Your problem is related to a similar one for computer graphics hardware:
When rendering indexed vertices in a triangle mesh, typically the hardware has a cache of most recently transformed vertices (~128 the last time I had to worry about it, but suspect the number is larger these days). Vertices not cached need a relatively expensive transform operation to calculate. "Mesh optimisation" to restructure triangle meshes to optimise cache usage used to be a pretty hot research topic. Googling
vertex cache optimisation
(or optimization :^) might find you some interesting material relevant to your problem. As other posters suggest, I suspect doing this effectively will depend on exploiting any inherent coherence in your data.

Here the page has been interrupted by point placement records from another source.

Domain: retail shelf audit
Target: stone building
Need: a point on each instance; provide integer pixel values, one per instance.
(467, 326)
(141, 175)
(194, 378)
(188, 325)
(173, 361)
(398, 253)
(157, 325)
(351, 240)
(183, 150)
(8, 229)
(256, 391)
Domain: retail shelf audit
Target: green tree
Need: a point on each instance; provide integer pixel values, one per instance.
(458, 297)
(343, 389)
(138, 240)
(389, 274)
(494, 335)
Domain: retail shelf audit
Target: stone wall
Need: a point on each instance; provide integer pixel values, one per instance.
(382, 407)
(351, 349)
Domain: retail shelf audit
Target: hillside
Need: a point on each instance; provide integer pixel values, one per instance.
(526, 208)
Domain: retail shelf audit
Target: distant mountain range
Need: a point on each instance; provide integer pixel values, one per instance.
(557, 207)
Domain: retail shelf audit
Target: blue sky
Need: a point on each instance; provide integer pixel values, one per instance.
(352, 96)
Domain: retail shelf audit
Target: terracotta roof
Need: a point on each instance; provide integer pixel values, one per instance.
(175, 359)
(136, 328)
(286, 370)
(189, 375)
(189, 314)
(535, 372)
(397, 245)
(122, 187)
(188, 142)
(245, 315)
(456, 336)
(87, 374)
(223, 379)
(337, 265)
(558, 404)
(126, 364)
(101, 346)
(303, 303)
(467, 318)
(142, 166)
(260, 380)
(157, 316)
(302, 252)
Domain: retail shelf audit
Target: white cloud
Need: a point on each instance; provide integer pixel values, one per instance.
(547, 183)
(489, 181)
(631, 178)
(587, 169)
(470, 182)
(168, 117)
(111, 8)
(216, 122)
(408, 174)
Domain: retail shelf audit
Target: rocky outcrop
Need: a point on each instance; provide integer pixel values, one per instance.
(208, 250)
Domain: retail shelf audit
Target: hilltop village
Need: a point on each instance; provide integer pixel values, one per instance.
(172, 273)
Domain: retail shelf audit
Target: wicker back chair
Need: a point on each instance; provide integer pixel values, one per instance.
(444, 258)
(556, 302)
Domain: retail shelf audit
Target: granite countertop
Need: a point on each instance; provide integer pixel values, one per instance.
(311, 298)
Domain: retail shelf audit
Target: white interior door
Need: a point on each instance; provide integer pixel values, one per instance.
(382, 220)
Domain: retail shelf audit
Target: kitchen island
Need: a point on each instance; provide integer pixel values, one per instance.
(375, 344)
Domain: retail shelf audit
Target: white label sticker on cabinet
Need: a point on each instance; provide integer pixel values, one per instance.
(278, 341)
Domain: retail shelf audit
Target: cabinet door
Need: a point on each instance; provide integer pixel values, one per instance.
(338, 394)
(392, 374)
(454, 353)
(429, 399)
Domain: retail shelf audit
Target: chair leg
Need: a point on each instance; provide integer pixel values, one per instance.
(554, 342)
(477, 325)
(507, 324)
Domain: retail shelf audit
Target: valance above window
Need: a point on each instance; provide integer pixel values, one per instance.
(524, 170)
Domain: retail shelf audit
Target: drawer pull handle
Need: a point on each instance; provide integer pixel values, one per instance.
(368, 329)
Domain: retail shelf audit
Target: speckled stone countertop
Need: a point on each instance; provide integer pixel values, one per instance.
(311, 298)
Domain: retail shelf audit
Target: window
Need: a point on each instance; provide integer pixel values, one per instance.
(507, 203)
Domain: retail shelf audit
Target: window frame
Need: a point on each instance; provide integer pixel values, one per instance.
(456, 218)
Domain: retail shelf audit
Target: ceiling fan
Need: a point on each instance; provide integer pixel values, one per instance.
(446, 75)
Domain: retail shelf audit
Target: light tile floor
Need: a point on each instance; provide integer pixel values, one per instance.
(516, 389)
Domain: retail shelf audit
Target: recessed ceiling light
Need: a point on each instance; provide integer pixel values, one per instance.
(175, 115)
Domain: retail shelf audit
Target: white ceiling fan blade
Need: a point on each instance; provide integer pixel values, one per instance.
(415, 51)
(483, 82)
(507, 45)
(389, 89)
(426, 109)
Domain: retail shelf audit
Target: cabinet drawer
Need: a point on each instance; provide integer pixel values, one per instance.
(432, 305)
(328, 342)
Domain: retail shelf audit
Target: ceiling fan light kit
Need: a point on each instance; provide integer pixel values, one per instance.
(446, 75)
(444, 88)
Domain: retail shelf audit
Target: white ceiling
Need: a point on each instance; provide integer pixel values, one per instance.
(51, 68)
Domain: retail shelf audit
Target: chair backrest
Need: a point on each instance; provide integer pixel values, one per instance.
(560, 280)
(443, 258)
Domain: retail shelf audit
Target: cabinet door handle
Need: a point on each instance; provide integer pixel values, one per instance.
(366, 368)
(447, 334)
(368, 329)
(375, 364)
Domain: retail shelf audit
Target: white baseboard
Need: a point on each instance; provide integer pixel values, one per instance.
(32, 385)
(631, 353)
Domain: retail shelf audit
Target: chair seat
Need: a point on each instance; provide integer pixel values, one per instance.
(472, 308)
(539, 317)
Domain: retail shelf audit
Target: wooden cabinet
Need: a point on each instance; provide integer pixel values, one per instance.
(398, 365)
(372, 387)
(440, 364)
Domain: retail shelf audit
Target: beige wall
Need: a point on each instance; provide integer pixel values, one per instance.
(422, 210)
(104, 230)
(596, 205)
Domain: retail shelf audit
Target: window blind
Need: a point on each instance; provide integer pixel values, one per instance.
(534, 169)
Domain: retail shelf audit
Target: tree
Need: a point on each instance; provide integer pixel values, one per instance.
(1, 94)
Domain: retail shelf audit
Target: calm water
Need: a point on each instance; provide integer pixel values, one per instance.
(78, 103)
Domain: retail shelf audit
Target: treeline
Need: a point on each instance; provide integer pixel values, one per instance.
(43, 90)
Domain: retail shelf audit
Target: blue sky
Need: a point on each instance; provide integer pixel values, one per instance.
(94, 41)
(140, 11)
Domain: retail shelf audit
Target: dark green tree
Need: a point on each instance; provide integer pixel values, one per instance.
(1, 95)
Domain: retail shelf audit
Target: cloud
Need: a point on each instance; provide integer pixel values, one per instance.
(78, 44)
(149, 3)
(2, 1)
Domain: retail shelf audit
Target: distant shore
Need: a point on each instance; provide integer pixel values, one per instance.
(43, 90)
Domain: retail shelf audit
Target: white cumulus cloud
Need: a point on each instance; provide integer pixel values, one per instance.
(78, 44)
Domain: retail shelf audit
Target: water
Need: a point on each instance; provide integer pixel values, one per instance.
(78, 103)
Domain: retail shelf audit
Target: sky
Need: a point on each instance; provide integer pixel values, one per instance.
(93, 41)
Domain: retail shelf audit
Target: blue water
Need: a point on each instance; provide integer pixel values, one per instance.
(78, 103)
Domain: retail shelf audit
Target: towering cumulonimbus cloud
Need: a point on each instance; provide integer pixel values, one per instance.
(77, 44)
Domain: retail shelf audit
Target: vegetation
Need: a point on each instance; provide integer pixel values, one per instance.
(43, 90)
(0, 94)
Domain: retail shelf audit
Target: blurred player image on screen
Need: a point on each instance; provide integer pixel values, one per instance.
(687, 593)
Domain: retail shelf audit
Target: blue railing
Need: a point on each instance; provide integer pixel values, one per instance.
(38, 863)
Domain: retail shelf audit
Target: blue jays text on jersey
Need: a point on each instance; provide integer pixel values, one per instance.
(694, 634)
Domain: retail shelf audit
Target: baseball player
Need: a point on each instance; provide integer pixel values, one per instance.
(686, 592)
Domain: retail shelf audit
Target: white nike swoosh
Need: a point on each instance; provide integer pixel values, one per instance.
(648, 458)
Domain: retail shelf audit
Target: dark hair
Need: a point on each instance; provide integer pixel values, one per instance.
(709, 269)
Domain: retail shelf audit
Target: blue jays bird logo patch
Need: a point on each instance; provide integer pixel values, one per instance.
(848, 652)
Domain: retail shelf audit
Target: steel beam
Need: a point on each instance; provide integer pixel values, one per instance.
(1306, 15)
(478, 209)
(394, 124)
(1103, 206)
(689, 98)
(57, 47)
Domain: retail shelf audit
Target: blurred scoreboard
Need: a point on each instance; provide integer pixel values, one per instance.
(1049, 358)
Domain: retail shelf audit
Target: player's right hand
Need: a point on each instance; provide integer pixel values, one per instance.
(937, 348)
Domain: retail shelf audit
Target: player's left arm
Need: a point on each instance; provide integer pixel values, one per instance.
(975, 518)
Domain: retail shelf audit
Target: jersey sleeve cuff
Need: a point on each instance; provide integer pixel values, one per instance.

Another thing to bear in mind: as an LRU cache becomes overloaded it can be well worth changing to an MRU replacement strategy to at least hold some of the items in memory (rather than turning over the entire cache each pass). I seem to remember John Carmack has written some good material on this subject in connection with Direct3D texture caching strategies.
For start, you could mmap the list. That works if there's enough address space, not memory, e.g. on 64-bit CPUs. This makes it easier to access the elements in order.
You could sort that list according to a minimum distance in cache which considers both elements, which works well if the objects are in a contiguous space. The sorting function could be something like: compare (a, b) to (c, d) = (a - c) + (b - d) (which looks like a Hamming distance). Then you pull in slices of the object store and process according to the list.
EDIT: fixed a mistake in the distance.
Even though you're not just sorting this list, the general pattern of a multiway merge sort might be applicable - that is, consider some kind of (possibly recursive) breakdown of the set into smaller sets that can be dealt with in memory separately, and then a second phase where small chunks of the previously dealt-with sets can all be combined together. Even not knowing the specific nature of what you're doing with the pairs, it's safe to say that many algorithmic problems are made much more straightforward when you're dealing with sorted data (including graph problems, which might be what you have on your hands here).
I think the answer to this question is going to depend very heavily on exactly the access pattern of the pair of objects. As you said, just sorting the pointers would be best in a simple, non-paired case. In a more complex case it may still make sense to sort by one of the halves of the pair if the pattern is such that locality for those values is more important (if, for example, these are key/value pairs and you are doing a lot of searches, locality for the keys is infinitely more important than for the values).
So, really, my answer is that this question can't be answered in a general case.
For storing your structure, what you actually want is probably a B-tree. These are designed for what you're talking about--keeping track of large collections where you don't want to (or can't) keep the whole thing in memory.